It might destroy your app in production. Just loading
the variables in the watch can cause unforeseen problems
in some cases, but this is the
absolute worst. Say your
app has a place where it takes user credentials
for login, maybe a third party library
you use does that. You can
still place a breakpoint there and
steal user login details.
Worse, you can elevate the permissions
of your own user account because everything
is writable. Just set a value of a variable.
This goes against privacy laws and is very damn
likely 60% of security breaches in organizations
happen because of an employee. There's often a
misconception of security that targets the
outside world only. This just
isn't true. This isn't the
big picture though. These are all problems
that we would potentially have when
running one server or our own hardware
connected to the Internet. Kubernetes brings
scale, and with scale we have additional problems that
we don't normally face. People complain
about debugging, multiple threads do
that, while some of the threads are in
the other side of the world.
So this is a typical Kubernetes high level architecture
then. Our code as developers is this tiny
area that isn't even covered by kubernetes.

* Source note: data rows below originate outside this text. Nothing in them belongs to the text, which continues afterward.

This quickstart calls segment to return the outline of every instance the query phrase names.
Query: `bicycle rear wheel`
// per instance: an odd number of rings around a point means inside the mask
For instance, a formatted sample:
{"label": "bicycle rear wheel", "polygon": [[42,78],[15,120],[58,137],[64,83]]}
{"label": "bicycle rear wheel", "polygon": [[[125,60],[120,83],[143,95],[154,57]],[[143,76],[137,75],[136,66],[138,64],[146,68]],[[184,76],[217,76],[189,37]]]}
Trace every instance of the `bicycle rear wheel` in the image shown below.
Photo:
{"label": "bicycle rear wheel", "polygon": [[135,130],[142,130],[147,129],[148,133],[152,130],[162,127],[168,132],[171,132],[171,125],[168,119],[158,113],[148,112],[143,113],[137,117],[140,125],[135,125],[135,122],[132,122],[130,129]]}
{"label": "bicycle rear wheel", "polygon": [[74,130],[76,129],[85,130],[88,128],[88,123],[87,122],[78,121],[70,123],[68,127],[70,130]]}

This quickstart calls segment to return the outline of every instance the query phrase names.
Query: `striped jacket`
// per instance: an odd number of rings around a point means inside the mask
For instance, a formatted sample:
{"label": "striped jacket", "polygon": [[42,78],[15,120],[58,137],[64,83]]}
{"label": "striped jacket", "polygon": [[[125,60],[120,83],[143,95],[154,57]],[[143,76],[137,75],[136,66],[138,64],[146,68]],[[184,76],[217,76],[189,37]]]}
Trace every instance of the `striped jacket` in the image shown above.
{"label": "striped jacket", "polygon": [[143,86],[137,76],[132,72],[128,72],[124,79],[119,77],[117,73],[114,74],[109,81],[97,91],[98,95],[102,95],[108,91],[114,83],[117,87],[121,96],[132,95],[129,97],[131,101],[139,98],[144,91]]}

We have this huge infrastructure to run our code,
but once it's running somewhere, and by somewhere I mean
literally I have no idea where,
then I'm on my own. Kubernetes will help with running it
and guarantees, but it won't help me debug the code
and adds a lot of layers between me and my code.

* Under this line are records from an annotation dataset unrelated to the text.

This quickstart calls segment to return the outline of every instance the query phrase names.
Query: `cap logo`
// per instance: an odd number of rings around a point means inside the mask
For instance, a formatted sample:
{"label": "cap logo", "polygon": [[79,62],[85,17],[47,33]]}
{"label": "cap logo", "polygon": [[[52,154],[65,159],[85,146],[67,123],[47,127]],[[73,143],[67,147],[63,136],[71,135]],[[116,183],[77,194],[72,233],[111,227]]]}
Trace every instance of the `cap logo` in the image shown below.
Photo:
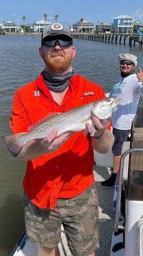
{"label": "cap logo", "polygon": [[54,23],[51,25],[51,29],[52,30],[60,31],[63,29],[63,27],[60,23]]}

Observabilit is the new debugging, which I hope
is pretty obvious to most of us. But it has
many pitfalls and many limitations when compared
to real debugging. The cost of observability
is one
of the things that we were just starting to understand.
Logs alone can be 30% or more
of your total cloud spend. That's absolutely insane.

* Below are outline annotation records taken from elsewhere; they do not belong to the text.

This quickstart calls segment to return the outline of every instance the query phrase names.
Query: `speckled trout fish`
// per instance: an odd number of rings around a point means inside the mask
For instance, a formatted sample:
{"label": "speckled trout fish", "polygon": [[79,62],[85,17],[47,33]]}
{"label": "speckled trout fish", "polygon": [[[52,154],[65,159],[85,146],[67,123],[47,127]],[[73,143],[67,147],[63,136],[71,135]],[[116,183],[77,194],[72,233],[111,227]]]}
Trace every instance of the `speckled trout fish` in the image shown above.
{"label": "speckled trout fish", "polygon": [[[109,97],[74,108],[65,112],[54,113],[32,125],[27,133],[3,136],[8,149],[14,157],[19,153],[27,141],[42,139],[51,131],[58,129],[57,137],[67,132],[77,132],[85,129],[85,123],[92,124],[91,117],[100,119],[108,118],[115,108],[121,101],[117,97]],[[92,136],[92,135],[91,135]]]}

The cloud was supposed to reduce costs.
Instead the reverse is true. The most problematic
aspect is that most of the observability technology will work with
is geared towards ops and less towards r
and D. It might say that a particular endpoint is experiencing
issue, but it won't point at
a line of code or give us the means
to debug it. If we have a bug lock,
a specific user that sees wrong
information, that's common and can
happen because of problematic flushing of caches,
how do we debug something like that?
We need to create observability dashboards
to the r and D team, involvement in
the day to day observability tasks is a must.
Reading production logs shouldn't be segregated to
a separate team. I'm not saying that SRE
shouldn't exist. I'm saying that we need vertical teams
where the SRE is embedded within them.
We should shift in both directions and have a
wider scope of responsibilities to qualify
to quality and production.
Debugging shouldn't stop at the boundaries of
the CI process. Developer observability
stands for a new generation of tools geared
to bring observability changes to the developer community.
What makes them different is that they
offer source based solutions. That means we
work with developer terminologies like
line numbers and source code.
I'll demonstrate light run because I'm familiar with that,
but there are other tools in the market. I used to work for Lightran
and wrote a lot of what you'll see, but I no longer
work for them. There are plenty of other solutions in the market with
different degrees of functionality. I didn't compare them because it would
be futile. The market changes too quickly.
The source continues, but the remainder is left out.